Menacé par des milices islamistes parce qu’il collabore avec l’armée américaine en Irak en tant que traducteur, « Bachir » gagne la Suisse après avoir parcouru l’Europe en quête d’asile. Sans nier ses dires mais en appliquant la logique des accords de Dublin, la Suisse le renvoie vers la Suède, qui veut le renvoyer vers la Grèce, où il risque un renvoi vers l’Irak.
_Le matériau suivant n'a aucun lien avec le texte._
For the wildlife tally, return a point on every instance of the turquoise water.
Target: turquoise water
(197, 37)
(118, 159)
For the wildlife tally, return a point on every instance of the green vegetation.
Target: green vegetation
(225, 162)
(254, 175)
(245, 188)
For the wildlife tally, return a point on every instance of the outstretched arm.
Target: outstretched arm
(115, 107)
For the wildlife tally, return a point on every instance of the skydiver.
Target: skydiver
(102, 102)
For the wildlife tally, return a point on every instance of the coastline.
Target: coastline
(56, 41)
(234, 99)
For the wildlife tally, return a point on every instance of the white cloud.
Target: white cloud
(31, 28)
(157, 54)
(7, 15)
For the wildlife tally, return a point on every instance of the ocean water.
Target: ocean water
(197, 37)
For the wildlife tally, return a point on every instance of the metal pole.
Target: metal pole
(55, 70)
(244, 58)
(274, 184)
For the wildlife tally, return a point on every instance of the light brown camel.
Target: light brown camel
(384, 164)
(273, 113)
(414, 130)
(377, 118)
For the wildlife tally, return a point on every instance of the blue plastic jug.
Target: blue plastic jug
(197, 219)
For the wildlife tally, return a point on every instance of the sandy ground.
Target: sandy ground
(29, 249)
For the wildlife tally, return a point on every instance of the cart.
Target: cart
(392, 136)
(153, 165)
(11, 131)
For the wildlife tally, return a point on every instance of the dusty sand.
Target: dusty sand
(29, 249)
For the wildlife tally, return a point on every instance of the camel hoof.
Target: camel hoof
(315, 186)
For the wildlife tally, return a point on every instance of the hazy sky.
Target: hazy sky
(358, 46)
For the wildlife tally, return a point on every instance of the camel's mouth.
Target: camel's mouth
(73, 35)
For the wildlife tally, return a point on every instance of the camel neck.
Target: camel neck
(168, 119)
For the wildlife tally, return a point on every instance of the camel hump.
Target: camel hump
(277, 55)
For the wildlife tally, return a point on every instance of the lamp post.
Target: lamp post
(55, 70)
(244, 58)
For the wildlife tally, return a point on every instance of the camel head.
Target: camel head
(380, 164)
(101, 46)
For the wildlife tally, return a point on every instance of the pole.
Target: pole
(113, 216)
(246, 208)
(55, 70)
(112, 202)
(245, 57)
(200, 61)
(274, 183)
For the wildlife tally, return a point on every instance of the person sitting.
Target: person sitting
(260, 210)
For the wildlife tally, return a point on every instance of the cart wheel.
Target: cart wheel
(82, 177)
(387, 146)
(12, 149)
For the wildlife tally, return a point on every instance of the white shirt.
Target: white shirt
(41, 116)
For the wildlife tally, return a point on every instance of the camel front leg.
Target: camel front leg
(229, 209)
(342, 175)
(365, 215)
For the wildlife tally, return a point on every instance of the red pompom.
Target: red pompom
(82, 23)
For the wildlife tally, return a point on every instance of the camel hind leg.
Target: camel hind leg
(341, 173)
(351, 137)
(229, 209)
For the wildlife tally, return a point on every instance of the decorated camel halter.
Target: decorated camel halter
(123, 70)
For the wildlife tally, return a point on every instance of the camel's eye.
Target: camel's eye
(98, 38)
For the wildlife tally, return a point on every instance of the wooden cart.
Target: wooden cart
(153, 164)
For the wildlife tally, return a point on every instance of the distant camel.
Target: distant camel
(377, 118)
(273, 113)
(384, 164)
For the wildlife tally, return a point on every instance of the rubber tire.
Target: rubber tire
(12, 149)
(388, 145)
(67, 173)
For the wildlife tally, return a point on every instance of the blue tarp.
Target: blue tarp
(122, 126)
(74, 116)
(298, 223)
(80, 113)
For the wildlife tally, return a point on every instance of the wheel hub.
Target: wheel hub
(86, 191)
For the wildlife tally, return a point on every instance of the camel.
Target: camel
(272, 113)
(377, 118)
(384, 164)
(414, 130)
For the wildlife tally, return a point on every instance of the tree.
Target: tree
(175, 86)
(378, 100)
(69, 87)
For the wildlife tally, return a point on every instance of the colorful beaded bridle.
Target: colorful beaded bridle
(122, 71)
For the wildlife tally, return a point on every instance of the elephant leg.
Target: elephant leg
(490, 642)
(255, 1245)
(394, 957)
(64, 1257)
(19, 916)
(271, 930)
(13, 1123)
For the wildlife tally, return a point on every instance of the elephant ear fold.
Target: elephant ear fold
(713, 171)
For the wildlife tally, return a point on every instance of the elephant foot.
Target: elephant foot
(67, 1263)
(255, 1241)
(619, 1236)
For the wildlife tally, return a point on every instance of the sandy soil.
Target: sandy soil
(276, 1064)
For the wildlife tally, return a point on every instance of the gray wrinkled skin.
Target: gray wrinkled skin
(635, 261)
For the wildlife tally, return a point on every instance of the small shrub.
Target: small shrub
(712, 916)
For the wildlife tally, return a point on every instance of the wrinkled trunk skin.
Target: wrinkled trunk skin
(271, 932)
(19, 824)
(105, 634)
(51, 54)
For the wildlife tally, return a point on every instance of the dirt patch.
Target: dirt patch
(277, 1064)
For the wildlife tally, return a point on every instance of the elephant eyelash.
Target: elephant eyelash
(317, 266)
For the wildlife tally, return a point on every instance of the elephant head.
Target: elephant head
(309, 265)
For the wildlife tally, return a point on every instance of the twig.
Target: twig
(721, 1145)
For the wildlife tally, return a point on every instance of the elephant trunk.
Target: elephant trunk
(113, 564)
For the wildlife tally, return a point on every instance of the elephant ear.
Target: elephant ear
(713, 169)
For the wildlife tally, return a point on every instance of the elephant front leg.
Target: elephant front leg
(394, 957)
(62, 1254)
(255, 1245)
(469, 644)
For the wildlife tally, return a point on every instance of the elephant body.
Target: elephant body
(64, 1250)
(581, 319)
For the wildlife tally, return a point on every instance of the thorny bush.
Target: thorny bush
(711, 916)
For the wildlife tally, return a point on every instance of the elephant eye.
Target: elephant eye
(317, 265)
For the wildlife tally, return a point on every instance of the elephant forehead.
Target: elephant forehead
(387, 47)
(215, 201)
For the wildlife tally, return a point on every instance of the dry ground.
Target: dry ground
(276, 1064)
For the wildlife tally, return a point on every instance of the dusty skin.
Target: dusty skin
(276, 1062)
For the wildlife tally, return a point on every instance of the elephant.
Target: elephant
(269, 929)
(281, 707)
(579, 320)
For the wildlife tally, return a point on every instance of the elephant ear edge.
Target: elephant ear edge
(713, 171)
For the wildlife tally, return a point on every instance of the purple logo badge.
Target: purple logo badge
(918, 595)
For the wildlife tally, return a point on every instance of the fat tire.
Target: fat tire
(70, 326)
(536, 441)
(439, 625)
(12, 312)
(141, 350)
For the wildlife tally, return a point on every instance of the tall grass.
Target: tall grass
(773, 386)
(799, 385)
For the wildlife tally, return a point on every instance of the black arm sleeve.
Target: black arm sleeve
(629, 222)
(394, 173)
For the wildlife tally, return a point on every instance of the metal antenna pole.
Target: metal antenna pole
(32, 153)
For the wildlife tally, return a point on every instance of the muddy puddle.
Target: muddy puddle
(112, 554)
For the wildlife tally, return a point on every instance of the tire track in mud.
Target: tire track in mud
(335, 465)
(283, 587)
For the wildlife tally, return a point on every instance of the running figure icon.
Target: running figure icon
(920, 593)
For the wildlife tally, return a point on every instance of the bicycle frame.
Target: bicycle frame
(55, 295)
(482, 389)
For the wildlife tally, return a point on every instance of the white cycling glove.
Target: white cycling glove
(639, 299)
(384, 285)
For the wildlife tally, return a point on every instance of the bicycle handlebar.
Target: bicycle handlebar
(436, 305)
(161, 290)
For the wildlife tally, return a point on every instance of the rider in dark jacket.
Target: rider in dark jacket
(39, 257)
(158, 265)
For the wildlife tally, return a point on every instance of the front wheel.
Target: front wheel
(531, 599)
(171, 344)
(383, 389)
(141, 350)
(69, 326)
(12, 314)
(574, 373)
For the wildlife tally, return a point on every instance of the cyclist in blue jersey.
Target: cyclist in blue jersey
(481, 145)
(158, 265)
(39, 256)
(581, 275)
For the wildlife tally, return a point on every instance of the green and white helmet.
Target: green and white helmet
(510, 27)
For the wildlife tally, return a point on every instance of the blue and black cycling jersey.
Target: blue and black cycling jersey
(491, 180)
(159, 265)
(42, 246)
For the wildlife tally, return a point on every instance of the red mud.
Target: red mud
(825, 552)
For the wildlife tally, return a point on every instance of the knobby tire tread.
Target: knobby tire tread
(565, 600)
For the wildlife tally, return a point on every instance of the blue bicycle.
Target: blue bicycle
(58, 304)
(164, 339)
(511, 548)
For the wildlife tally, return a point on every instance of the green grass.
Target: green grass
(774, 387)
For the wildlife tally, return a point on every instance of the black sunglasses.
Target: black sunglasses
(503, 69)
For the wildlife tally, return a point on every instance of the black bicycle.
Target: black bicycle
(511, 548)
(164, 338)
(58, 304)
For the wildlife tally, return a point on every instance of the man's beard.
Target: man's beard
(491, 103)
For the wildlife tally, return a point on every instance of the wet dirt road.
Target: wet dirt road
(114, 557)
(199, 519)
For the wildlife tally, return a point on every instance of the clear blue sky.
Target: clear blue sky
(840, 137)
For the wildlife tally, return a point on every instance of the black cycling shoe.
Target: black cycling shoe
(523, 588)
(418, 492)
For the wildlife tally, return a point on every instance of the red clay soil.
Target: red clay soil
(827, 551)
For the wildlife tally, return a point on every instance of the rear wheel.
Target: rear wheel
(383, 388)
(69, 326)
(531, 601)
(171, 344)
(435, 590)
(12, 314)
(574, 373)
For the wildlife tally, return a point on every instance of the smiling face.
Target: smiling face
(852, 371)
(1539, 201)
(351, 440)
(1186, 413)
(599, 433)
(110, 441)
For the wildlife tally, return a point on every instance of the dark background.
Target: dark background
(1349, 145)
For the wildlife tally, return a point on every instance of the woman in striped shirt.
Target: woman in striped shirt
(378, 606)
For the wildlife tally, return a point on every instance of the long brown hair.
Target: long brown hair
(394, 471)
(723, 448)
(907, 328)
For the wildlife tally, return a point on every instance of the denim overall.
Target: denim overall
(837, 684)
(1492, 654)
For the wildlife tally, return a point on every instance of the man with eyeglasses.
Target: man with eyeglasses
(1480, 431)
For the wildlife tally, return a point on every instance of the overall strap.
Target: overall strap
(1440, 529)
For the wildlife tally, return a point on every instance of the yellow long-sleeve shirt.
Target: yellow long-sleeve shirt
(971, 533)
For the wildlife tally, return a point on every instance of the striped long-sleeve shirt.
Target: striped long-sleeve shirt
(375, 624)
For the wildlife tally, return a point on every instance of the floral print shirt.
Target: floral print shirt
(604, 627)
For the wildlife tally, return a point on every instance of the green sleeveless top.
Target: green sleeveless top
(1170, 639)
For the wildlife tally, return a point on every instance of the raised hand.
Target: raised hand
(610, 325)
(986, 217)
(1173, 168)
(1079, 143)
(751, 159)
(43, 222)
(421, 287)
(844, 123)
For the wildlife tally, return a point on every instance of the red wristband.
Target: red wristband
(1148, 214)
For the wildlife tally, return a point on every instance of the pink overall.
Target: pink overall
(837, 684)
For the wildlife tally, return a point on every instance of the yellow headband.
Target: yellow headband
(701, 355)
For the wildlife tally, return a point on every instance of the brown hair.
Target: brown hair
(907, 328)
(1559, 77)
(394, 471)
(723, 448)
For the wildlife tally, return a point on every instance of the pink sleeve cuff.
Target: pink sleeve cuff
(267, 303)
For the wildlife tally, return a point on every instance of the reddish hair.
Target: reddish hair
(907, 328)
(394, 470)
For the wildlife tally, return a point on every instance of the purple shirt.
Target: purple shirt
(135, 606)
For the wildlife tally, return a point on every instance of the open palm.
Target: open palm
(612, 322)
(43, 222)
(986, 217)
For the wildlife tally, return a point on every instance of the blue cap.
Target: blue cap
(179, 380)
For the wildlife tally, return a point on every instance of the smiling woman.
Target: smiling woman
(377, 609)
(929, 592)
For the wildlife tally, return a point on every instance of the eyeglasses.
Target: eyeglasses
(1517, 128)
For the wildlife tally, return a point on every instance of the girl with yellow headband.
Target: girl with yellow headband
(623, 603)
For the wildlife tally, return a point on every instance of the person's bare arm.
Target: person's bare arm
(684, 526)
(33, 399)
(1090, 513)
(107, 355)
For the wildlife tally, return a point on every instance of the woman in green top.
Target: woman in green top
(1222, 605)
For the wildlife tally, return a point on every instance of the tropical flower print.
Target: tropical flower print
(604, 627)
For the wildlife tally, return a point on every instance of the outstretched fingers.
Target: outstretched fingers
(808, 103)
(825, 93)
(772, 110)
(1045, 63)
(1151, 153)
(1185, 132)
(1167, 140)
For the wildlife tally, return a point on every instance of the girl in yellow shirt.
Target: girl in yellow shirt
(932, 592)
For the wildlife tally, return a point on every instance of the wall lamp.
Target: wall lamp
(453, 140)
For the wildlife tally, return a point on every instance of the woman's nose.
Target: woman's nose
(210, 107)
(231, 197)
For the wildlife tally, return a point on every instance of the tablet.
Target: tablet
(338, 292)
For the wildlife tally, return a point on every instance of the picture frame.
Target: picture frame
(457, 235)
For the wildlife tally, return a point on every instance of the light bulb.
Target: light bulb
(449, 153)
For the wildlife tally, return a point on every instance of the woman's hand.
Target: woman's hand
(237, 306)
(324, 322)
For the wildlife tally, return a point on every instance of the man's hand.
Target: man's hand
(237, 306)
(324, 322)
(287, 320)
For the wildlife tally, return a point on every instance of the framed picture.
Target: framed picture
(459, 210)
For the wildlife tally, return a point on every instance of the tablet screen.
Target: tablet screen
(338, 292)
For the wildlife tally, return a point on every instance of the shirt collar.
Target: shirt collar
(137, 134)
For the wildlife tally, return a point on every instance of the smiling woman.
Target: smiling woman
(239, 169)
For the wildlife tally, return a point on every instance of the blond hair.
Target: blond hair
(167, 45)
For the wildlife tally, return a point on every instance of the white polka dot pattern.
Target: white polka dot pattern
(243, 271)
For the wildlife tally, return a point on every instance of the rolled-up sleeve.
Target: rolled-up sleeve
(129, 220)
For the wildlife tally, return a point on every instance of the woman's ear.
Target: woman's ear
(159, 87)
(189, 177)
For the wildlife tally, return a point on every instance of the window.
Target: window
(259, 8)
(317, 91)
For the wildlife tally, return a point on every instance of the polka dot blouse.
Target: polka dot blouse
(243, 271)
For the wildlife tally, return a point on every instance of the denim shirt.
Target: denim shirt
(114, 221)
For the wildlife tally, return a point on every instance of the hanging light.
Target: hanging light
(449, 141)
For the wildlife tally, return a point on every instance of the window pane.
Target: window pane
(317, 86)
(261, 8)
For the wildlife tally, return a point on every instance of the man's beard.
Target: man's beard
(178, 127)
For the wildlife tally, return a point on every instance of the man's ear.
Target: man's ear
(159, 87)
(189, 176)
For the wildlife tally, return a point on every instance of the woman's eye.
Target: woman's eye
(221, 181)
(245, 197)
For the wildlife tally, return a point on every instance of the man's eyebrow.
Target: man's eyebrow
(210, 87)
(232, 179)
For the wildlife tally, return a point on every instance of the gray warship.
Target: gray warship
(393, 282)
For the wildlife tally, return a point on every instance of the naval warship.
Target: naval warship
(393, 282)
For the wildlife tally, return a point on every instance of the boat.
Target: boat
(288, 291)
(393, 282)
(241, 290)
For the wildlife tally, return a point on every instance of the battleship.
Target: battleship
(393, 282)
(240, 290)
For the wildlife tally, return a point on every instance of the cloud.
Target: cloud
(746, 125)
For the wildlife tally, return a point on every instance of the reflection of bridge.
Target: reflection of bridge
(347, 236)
Personne(s) concernée(s) : « Bachir », homme né en 1984

Statut : demandeur d’asile renvoyé de pays en pays

Résumé du cas

« Bachir » travaille comme traducteur pour l’armée américaine en Irak. Menacé par des milices, il s’enfuit jusqu’en Grèce. Arrêté, il y est emprisonné avant d’être relâché avec ordre de quitter le pays. Il gagne alors clandestinement la Suède, où il demande l’asile. Les autorités suédoises, appliquant la règlementation européenne « Dublin 2 », lui annoncent son renvoi vers la Grèce, premier pays où son identité a été enregistrée. Or la Grèce refuse systématiquement l’asile aux Irakiens et procède fréquemment à leur renvoi. Une pratique très critiquée par le HCR. Saisi par la peur, « Bachir » s’enfuit vers la Suisse où il demande à nouveau l’asile. L’ODM refuse d’entrer en matière parce qu’il vient d’un pays sûr – la Suède – et prononce son renvoi vers ce pays. Dans un cas pareil, une exception à la non-entrée en matière et au renvoi est prévue par l’art. 34 al. 3 LAsi si le requérant a manifestement la qualité de réfugié. Un recours est introduit. Malgré de nombreux documents versés au dossier, parmi lesquels une carte de traducteur et des lettres de menaces proférées à l’encontre de « Bachir », le TAF refuse d’admettre le caractère manifeste de sa qualité de réfugié, arguant que certains points devraient encore être clarifiés. Alors même qu’il reconnaît explicitement le danger que courent les traducteurs en Irak, le TAF confirme le renvoi de « Bachir ». Parce qu’il s’y oppose, « Bachir » est mis en détention administrative. Le 3 juillet, il est renvoyé par vol spécial vers la Suède, qui s’apprête à son tour à le renvoyer en Grèce, qui n’accueille pas les réfugiés irakiens.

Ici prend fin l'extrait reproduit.